The version I saw was based in the 1970’s with the characters infused with the flavors of the 70’s, and the atmosphere charged with some great (and not so great) 70’s tracks. As far as the story goes, the adaptation followed the original bringing the same air of mystery that Christie’s books embody.

However, in terms of the production value the play was just short of a complete disaster. Lets start with the sound. While the music played brilliantly well, the sound from the microphones on stage wasn’t always audible. Like the splotchy heating of the rooms in the play, the actors seemed to be almost inaudible from some corners of the stage, while they could be heard quite well from other parts of the stage.

Next is the lighting. It seemed like the lighting man almost always put the spotlight right next to where the actor was standing/ sitting (rather than on). I don’t know if that was deliberate, but it did happen with alarming regularity. Also the lights seemed to arbitrarily dim and brighten, sometimes with no relation to what was happening on stage. The curtains seemed to be a bit slow in moving. They didn’t lift until the actor on stage had gotten through some lines, and before the interval it seemed like they hurriedly closed, leaving people bewildered as to whether it was an intermission or not.

Lastly, the acting.
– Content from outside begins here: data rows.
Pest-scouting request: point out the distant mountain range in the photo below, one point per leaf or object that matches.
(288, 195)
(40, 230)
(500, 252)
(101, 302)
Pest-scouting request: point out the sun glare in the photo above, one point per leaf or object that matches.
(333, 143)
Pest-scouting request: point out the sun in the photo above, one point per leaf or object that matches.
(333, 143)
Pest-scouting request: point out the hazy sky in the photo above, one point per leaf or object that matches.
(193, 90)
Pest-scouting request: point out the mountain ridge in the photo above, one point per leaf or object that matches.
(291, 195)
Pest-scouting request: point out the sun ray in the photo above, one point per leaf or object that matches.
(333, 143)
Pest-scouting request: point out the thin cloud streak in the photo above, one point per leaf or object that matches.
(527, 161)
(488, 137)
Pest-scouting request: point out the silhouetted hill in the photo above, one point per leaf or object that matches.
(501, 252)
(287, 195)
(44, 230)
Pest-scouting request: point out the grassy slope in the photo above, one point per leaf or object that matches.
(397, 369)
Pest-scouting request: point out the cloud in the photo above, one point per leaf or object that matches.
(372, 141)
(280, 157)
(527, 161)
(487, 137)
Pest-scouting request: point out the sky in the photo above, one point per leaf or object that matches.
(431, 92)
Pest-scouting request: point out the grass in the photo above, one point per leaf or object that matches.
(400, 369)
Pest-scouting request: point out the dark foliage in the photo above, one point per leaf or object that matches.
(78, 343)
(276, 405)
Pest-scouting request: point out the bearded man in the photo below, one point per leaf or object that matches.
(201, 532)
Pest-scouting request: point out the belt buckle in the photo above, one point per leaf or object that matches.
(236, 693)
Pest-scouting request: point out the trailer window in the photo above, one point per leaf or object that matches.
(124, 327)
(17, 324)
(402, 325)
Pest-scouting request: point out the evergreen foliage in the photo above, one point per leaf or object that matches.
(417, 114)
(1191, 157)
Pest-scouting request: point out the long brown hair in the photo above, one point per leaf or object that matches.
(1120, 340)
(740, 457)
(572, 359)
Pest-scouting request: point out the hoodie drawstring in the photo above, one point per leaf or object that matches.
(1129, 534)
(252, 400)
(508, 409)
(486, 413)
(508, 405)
The acting seemed very amateurish, of the school play variety, hardly the kind you expect to see in a professional production. To the actors credit, the characters of Christopher Wren and Mrs. Boyle were well etched out and these two characters were quite memorable. The actress who played Mrs. Mollie Ralston (Sonali I think her name was) also did a good job (not to mention provided some much needed eye candy) . But the rest of the  cast went from being a harsh nuisance on the ears to just about tolerable. It got so grating that at one point of time I actually wished that they would just play the Jimi Hendrix track “Along the watchtower” instead of acting on stage.

In the end, what could have been a great mystery play ended up being a weak caricature of itself, plagued by problems in almost all areas. The audience seemed to also find the play unintentionally funny, with sporadic bursts of laughter erupting at some serious moments.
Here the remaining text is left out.